Last post Sep 17, 2011 08:39 AM by Novo1
Sep 17, 2011 03:12 AM|Novo1|LINK
We have an ASP.NET 4.0 application that draws from a database a complex data structure that takes over 12 hours to push into an in memory data structure (that is later stored in HttpRuntime.Cache). The size of the data structure is quickly increasing and
we can't continue waiting 12+ hours to get it into memory if the application restarts. This is a major issue if you want to change the web.config or any code in the web application that causes a restart - it means a long wait before the application can be
used, and hinders development or updating the deployment.

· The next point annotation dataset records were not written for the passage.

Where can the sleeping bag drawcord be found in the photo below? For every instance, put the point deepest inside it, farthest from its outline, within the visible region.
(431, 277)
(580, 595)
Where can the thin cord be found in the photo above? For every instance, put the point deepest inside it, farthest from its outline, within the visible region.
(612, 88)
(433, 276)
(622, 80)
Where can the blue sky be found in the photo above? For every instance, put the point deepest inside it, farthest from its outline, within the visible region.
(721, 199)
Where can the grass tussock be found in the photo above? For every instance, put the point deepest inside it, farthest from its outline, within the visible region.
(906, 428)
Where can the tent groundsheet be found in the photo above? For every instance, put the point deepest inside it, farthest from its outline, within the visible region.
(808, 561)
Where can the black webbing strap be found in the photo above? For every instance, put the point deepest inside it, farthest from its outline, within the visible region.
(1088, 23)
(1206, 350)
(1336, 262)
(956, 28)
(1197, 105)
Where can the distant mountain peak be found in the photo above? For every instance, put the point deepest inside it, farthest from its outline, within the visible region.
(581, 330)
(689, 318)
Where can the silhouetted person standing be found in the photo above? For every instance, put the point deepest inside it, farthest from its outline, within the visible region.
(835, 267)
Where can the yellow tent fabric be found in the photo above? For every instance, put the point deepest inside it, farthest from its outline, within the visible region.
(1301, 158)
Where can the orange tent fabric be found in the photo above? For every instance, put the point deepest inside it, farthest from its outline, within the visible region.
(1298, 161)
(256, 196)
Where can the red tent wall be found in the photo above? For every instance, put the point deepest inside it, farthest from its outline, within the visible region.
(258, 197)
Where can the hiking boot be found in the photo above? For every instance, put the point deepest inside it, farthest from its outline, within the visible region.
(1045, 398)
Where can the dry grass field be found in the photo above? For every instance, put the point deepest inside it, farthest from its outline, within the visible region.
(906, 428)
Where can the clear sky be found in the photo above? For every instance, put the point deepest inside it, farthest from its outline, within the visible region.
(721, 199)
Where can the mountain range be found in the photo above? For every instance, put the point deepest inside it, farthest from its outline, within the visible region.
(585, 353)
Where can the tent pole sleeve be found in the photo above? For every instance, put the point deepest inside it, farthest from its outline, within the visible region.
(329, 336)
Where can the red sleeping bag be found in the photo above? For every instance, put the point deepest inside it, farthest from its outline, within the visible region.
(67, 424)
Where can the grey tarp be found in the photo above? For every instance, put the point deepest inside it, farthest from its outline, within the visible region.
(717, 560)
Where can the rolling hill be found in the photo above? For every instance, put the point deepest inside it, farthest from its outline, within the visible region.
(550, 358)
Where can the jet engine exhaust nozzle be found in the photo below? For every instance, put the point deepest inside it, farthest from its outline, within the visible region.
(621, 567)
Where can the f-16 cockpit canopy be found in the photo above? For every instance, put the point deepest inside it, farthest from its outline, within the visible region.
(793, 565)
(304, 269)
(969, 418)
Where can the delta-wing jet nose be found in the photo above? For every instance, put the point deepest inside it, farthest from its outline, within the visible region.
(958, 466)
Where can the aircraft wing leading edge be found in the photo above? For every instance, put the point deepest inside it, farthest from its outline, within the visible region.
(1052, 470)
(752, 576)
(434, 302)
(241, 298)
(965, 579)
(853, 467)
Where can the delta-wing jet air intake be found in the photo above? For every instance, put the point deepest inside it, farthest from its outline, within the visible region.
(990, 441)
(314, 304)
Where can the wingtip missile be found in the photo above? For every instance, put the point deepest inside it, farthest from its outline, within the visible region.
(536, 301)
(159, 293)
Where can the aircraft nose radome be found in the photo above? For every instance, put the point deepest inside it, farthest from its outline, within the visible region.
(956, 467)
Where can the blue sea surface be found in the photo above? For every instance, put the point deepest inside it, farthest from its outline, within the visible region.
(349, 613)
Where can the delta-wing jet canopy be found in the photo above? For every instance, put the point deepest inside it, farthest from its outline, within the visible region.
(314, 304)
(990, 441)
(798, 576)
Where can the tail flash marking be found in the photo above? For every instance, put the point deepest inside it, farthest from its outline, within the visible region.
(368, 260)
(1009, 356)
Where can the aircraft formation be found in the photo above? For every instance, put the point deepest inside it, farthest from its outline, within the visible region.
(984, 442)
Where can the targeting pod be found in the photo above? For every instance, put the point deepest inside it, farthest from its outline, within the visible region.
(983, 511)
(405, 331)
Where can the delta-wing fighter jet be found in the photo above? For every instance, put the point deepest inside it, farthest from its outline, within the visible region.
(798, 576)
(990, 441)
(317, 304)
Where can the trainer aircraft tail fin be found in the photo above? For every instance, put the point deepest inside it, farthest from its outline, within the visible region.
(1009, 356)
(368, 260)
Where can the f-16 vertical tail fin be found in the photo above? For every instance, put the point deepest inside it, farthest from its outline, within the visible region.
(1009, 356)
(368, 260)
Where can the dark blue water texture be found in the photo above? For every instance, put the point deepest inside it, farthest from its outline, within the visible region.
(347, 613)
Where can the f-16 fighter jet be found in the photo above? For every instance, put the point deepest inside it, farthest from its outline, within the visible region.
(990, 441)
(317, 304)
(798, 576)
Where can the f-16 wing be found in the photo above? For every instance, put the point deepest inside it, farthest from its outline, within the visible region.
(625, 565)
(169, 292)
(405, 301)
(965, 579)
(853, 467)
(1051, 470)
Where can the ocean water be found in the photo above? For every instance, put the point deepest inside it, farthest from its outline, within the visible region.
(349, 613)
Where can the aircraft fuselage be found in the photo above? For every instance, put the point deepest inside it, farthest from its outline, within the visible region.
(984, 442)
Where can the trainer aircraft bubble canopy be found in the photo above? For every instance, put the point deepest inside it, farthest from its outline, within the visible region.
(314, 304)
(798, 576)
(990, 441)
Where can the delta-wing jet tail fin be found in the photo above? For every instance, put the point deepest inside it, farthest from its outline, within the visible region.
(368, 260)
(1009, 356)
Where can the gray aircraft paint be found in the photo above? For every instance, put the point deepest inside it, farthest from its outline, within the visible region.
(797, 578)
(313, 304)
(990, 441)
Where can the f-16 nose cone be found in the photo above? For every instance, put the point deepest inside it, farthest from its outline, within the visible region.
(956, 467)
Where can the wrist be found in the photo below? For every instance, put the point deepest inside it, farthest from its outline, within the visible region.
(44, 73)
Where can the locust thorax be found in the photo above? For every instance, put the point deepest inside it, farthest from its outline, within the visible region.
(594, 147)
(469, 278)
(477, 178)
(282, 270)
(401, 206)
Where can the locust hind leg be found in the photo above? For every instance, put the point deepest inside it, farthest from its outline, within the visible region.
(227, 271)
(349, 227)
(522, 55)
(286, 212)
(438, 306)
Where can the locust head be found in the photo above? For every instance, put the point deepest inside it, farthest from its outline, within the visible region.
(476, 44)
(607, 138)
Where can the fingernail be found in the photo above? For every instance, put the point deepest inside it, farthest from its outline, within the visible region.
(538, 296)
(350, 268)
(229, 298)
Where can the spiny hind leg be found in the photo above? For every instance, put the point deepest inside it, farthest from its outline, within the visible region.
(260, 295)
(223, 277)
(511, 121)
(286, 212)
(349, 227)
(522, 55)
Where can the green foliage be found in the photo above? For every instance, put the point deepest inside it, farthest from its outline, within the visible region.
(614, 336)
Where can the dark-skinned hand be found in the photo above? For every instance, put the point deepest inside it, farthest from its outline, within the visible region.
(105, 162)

The data structure MUST be in memory to work at a speed that makes the website usable. In memory databases such as memcache or Redis are slow in comparison to HttpRuntime.Cache, and would not work in our situation (in memory db's have to serialize put/get,
plus they can't reference each other, they use keys which are lookups - degrading performance, plus with billions of keys the performance goes down quickly). Performance is a must here.
What we would like to do is quickly dump the HttpRuntime.Cache to disk before the application ends (on a restart), and be able to load it back immediately when the application starts again (hopefully within minutes instead of 12+ hours or days).
The in-memory structure is around 50GB.
What do you guys think?
Sep 17, 2011 03:57 AM|XIII|LINK
What do you guys think?
That storing 50Gb+ in memory sounds like a bad idea or is at least way too much. I'm sure that if you look into matters more deeply that you can shave off quite a lot of data out of it or put it in seperate Cache.
Sep 17, 2011 04:15 AM|Novo1|LINK
Yes it does sound like a lot and it is. If we had a choice we would not store it in the cache if there was a good alternative speed and cost wise. The issue is if we don't have it all in memory and do a lazy read which reads from a db or other data source
as required (and kicks out data when not used for a period of time) the performance degrades significantly when you are talking about 15+ accesses to this structure in perhaps one call. Having it in memory makes the random calls to this structure very fast.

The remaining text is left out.